Puis avec les vaccins à vecteur viral comme l’AstraZeneca, il y a les fameux cas de thrombose. Pour le coup, c'est vraiment une pathologie sévère. La survenue est de 1 pour 100.000-150.000 et cela a été constaté chez les jeunes. C’est pourquoi les jeunes ont été écartés de ce type de vaccin (la jauge a été placée vers les 40 ans en Belgique).
Est-il est possible de prévoir plus précisément quel type de personne est susceptible de contracter ce genre de complications graves?
Pour les cas de thrombose, la seule indication qu’on ait, c’est l’âge. Quant aux chocs anaphylactiques, ce sont généralement ceux qui ont des antécédents d’allergies sévères à certains composants présents dans le vaccin.
À propos de la composition des vaccins justement, des vaccino-sceptiques craignent parfois qu’il y ait des adjuvants ou du sel d’aluminium. Ici, il s’avère qu’il n’y en a pas ici. Mais plus généralement, qu’est-ce qu’il y a dedans exactement?
Pour le savoir, il suffit de lire la notice. Tout est là et ce n’est pas un secret. Mais globalement, il y a, outre de l’eau, des composants pour stabiliser le produit.
Il y a aussi ceux qui doutent que l’efficacité du vaccin soit fondée, par exemple quand ils entendent que telle personne vaccinée a attrapé le Covid-19 et que le vaccin n’empêche pas la transmission. Quelles informations a-t-on sur ce point?
Pendant longtemps, on a manqué d’informations sur la transmission mais maintenant, on sait que celle-ci diminue d’environ 80%, quel que soit le vaccin anti-Covid utilisé, une fois que la vaccination est complète. On sait aussi que ces mêmes vaccins empêchent à plus de 80%, et même souvent plus de 90%, de contracter une forme grave du Covid-19 et de finir à l’hôpital en soins intensifs. Mais cela n’empêche pas forcément tout le monde de développer des formes bénignes du type mal de tête, syndrome grippal, etc. C’est comme une ceinture de sécurité: cela empêche de mourir mais il n’est pas exclu d’avoir quelques bobos, voire dans de rares cas de finir à l’hôpital.

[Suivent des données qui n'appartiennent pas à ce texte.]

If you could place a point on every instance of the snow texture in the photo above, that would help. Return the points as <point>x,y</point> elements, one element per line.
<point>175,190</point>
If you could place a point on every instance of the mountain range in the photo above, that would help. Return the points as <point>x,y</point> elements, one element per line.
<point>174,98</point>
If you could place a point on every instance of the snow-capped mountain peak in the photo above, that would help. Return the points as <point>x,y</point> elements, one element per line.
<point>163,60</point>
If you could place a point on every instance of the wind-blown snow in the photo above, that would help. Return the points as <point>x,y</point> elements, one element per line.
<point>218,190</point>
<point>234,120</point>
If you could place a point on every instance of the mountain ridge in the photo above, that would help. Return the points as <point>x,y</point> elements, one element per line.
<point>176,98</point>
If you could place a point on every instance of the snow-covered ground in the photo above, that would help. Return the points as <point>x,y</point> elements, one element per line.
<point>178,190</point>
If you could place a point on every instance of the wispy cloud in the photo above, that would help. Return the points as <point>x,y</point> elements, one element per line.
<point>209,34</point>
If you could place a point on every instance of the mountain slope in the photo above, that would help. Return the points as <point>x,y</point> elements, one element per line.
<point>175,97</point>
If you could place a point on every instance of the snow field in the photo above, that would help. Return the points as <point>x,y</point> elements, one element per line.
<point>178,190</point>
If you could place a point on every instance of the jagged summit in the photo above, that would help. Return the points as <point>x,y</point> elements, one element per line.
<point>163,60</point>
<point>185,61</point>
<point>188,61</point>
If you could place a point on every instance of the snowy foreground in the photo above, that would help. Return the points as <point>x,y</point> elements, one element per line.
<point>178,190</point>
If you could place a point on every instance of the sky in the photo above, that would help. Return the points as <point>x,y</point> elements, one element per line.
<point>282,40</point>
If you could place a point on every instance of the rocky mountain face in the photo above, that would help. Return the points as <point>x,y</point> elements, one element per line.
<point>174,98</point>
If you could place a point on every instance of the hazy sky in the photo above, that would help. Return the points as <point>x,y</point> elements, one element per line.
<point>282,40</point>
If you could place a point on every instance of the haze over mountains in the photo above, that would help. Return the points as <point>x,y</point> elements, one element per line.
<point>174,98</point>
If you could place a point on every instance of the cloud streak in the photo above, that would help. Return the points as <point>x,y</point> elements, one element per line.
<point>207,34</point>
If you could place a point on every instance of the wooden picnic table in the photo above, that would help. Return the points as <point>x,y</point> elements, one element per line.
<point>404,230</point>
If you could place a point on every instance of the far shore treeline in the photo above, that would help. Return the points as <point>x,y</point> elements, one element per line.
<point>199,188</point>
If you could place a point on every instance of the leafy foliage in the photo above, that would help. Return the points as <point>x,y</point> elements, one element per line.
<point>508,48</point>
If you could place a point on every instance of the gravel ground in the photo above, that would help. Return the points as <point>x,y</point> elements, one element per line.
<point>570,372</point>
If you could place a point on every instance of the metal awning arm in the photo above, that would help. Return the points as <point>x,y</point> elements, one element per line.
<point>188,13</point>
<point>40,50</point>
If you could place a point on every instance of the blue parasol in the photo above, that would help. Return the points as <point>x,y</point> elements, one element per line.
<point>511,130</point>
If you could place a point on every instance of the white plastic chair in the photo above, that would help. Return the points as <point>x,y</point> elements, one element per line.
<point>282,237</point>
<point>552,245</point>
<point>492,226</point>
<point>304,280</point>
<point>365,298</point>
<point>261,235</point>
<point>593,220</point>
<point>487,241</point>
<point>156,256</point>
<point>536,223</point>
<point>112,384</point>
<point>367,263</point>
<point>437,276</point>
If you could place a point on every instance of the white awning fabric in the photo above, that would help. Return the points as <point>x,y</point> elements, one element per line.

Maintenant, si on parle d’une personne de 90 ans qui est très fragile, oui, le vaccin n’est pas parfaitement efficace. Mais c’est une constatation que l’on a pour tous les vaccins, pas seulement pour ceux du Covid-19.
Puis une des grandes inconnues, c’est le temps de protection du vaccin. Un an environ après la mise au point de ces produits, que peut-on dire à ce sujet?
On sait maintenant qu’après une vaccination complète, la mémoire cellulaire permettant de faire face au virus reste bien stable et présente. Avec le recul actuel, cette efficacité peut être au minimum confirmée pour au moins 9-12 mois. Mais rien n’indique que cela s’arrêterait là, même si on ne peut pas pour l’instant établir une durée précise. On entend beaucoup parler de troisième dose et il n’est pas exclu que certaines personnes fragiles en auront besoin. De ce que l’on sait aujourd’hui, seule une minorité de la population serait susceptible d’avoir cela. Les autres ont sûrement beaucoup de temps devant eux avant d’avoir éventuellement un rappel.
La conclusion que l’UNamur met en avant, c’est que c’est souvent une discussion avec le médecin généraliste qui amène les vaccino-sceptiques à se faire finalement vacciner, et que la vaccination en centre est un obstacle pour ceux-ci. La Belgique réfléchit-elle déjà à passer plus par les médecins?
C’est ce qu’on appelle la phase 3 de la vaccination, où le médecin généraliste sera plus présent. Cela sera facilité par le fait que même un vaccin comme celui de Pfizer n’a plus besoin de puissants congélateurs pour être conservé.